昔、廊下で友達と笑っていたときの声と同じなのに、今は、他の男を愛して、他の男に裏切られた後の声。
胸の奥がぎゅっと締めつけられる。
「任せて。春奈ちゃんが少しでも楽になるようにするけぇ」
愛叶の顔で優しく微笑みながら、
夏希の心はぐちゃぐちゃになっていく。
百合が口を開いた。
「春奈さ、健人っていうクソ男に浮気されてさ。もう泣くことしかできないんよ。
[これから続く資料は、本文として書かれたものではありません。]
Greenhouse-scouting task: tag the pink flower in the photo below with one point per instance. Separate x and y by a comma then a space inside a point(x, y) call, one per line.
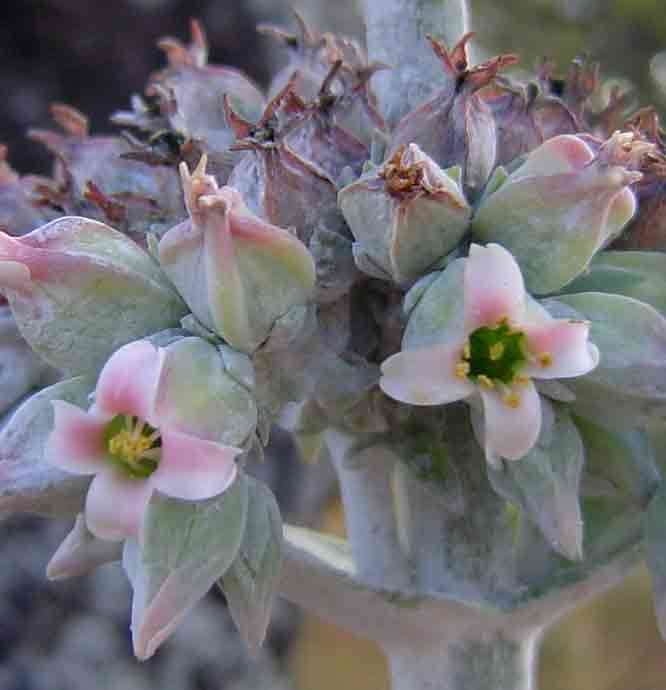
point(505, 341)
point(124, 441)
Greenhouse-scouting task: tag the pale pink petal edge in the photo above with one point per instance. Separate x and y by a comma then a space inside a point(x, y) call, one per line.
point(425, 376)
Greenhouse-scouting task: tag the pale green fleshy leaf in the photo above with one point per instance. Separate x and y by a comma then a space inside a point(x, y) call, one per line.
point(655, 553)
point(251, 582)
point(27, 483)
point(116, 295)
point(185, 547)
point(618, 463)
point(197, 395)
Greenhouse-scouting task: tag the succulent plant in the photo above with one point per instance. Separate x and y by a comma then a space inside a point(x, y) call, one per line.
point(448, 282)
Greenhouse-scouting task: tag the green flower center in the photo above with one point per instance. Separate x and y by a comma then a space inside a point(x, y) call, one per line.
point(493, 357)
point(133, 446)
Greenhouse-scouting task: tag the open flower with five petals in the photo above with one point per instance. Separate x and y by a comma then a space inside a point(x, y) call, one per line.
point(131, 442)
point(505, 340)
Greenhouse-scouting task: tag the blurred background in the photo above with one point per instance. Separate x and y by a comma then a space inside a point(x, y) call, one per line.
point(74, 635)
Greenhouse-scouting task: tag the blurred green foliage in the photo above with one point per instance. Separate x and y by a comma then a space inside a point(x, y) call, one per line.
point(623, 35)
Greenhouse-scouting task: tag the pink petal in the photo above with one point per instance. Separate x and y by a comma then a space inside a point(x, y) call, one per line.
point(76, 443)
point(14, 275)
point(426, 376)
point(116, 504)
point(494, 288)
point(567, 345)
point(622, 210)
point(193, 468)
point(128, 381)
point(511, 432)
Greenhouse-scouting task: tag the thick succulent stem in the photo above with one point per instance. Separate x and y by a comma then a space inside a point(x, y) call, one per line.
point(488, 662)
point(365, 485)
point(396, 35)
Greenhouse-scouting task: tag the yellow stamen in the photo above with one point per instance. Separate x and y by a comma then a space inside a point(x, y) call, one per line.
point(130, 447)
point(512, 400)
point(545, 359)
point(496, 351)
point(462, 370)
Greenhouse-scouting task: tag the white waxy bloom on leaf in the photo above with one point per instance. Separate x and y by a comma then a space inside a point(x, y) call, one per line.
point(506, 341)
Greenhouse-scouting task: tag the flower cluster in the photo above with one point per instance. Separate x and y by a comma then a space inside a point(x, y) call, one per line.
point(333, 255)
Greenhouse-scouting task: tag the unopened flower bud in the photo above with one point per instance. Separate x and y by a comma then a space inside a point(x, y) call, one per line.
point(561, 206)
point(407, 215)
point(237, 273)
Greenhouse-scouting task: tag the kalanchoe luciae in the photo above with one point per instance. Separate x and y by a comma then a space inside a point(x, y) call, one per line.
point(237, 273)
point(190, 93)
point(140, 434)
point(54, 276)
point(290, 191)
point(93, 177)
point(525, 117)
point(648, 228)
point(19, 213)
point(313, 134)
point(406, 215)
point(456, 127)
point(504, 341)
point(562, 205)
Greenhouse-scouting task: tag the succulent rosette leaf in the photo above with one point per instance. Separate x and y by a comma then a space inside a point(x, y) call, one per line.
point(502, 344)
point(628, 388)
point(19, 213)
point(21, 370)
point(289, 191)
point(456, 127)
point(407, 215)
point(79, 290)
point(525, 117)
point(253, 272)
point(561, 206)
point(145, 433)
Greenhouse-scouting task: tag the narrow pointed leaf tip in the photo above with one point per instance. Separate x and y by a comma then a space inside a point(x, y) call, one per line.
point(142, 436)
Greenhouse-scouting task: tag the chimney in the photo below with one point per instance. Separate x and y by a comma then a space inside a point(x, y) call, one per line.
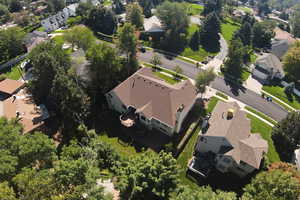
point(230, 114)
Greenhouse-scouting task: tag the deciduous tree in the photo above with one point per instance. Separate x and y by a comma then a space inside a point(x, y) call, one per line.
point(134, 15)
point(286, 136)
point(275, 184)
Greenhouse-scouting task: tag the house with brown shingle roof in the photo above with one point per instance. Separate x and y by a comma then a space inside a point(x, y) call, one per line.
point(145, 98)
point(229, 140)
point(20, 106)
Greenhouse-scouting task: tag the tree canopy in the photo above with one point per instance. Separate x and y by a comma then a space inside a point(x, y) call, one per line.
point(286, 136)
point(275, 184)
point(291, 62)
point(134, 15)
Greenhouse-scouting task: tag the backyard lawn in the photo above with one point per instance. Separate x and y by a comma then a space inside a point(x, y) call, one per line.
point(198, 55)
point(228, 28)
point(257, 126)
point(187, 152)
point(193, 9)
point(278, 92)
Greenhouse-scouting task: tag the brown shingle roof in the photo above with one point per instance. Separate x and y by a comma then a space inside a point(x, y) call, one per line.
point(30, 115)
point(154, 97)
point(9, 86)
point(246, 146)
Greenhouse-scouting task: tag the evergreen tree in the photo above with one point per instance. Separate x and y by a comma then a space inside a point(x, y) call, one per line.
point(209, 34)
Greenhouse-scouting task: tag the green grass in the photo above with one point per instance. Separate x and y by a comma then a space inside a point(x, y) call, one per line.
point(260, 114)
point(278, 92)
point(224, 96)
point(125, 150)
point(13, 73)
point(59, 39)
point(193, 9)
point(188, 150)
point(228, 28)
point(257, 126)
point(198, 55)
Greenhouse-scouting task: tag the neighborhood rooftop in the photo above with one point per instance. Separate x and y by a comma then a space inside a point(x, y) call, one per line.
point(246, 147)
point(154, 97)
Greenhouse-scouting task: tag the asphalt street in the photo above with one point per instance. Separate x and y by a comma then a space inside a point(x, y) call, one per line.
point(244, 95)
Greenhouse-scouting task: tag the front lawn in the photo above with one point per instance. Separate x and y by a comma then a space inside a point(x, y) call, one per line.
point(193, 9)
point(188, 151)
point(278, 92)
point(258, 126)
point(198, 55)
point(228, 27)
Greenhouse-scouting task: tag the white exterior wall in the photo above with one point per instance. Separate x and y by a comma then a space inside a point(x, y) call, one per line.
point(181, 118)
point(211, 143)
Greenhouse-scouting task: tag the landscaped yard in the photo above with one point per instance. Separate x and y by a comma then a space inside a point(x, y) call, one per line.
point(187, 152)
point(278, 92)
point(257, 126)
point(198, 55)
point(193, 9)
point(228, 28)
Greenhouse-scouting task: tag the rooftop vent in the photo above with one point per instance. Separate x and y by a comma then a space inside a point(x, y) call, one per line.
point(230, 113)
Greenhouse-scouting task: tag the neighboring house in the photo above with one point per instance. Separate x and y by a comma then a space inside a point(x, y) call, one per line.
point(58, 20)
point(267, 67)
point(20, 106)
point(34, 38)
point(153, 25)
point(228, 144)
point(151, 101)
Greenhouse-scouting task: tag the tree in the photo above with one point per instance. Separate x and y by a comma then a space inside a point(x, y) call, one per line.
point(56, 5)
point(295, 23)
point(262, 36)
point(186, 193)
point(15, 6)
point(134, 15)
point(274, 184)
point(209, 34)
point(148, 176)
point(147, 5)
point(127, 40)
point(83, 9)
point(286, 136)
point(175, 21)
point(245, 34)
point(80, 36)
point(101, 19)
point(71, 102)
point(234, 63)
point(204, 78)
point(104, 67)
point(155, 60)
point(6, 192)
point(46, 59)
point(214, 6)
point(4, 14)
point(11, 43)
point(194, 41)
point(291, 62)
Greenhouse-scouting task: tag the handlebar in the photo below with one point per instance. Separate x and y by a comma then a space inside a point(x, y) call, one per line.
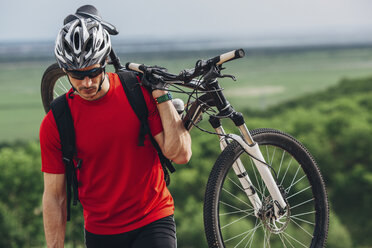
point(201, 67)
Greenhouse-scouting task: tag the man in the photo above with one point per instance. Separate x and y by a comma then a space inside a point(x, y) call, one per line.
point(121, 185)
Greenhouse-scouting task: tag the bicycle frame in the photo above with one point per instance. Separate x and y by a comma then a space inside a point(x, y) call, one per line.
point(213, 97)
point(201, 105)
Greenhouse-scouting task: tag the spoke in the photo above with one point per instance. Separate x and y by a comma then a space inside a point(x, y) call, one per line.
point(299, 192)
point(236, 212)
point(288, 241)
point(244, 233)
point(280, 236)
point(302, 203)
point(236, 197)
point(306, 221)
point(303, 229)
point(252, 237)
point(233, 207)
point(289, 165)
point(247, 233)
point(267, 240)
point(258, 183)
point(294, 239)
point(311, 212)
point(290, 186)
point(234, 221)
point(295, 183)
point(272, 158)
point(281, 162)
point(236, 184)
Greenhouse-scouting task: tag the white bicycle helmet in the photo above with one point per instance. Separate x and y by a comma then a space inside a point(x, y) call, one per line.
point(81, 43)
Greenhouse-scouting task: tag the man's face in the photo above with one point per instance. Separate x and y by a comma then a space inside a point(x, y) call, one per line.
point(86, 81)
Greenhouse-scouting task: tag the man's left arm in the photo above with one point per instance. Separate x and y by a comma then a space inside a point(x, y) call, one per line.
point(174, 140)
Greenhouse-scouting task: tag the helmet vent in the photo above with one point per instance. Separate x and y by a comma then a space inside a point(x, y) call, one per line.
point(89, 45)
point(76, 41)
point(67, 47)
point(102, 46)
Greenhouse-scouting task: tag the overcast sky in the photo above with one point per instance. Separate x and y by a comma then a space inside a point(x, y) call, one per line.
point(42, 19)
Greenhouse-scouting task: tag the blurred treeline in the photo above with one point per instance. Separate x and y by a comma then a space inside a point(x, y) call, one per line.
point(335, 125)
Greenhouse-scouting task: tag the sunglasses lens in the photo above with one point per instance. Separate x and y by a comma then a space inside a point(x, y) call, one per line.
point(80, 75)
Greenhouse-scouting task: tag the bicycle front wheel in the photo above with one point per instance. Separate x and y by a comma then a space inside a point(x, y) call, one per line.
point(53, 84)
point(229, 217)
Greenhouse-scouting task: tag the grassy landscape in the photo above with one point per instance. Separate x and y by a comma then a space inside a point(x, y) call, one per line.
point(323, 97)
point(265, 78)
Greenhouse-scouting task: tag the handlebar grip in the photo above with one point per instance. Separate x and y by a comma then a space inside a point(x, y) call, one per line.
point(134, 67)
point(236, 54)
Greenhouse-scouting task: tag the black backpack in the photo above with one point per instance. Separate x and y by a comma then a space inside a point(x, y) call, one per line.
point(65, 125)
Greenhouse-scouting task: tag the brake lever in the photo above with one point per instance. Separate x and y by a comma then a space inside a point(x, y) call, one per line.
point(228, 76)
ね? 大学もサボってさ…」
「百合っ、いいって……」
春奈が百合の袖を引っ張る。
その仕草すら、懐かしい。
そして思う。
俺は、あの頃の春奈を、一度も笑わせられんかったのに。
愛叶は胸の奥が軋む音が聞こえる気さえした。
「辛かったね」
その一言を発するまでに、
喉の奥で何度も息が詰まった。
春奈は小さく震えながら言った。
「…好きって言われて、信じてたのに…あっけなかった…笑えるくらい」
その涙を見た瞬間。
夏希の心臓が、落ちるように痛んだ。
「春奈ちゃん、俺がおるから。
今日だけでも、全部俺に預けて」
優しいセリフを吐けば吐くほど、
本当の気持ちは、どんどん喉の奥に飲み込まれていく。
春奈は、かすかに微笑んだ。
その笑顔を見た瞬間、
胸が裂けそうになった。
こんな顔初めて見た。
もう二度と、夏希の名前で呼ばれることはないかもしれん。
春奈は知らない。
昔同じ教室にいた“あの地味ないじめられっ子夏希が、今、自分の目の前で笑っていることを。
忘れている。
完全に、忘れている。
それが、一番辛くて、ほっとした。
愛叶はグラスを置きながら、
静かに息を吐いた。
胸の苦しさは、酒よりずっと強く回る。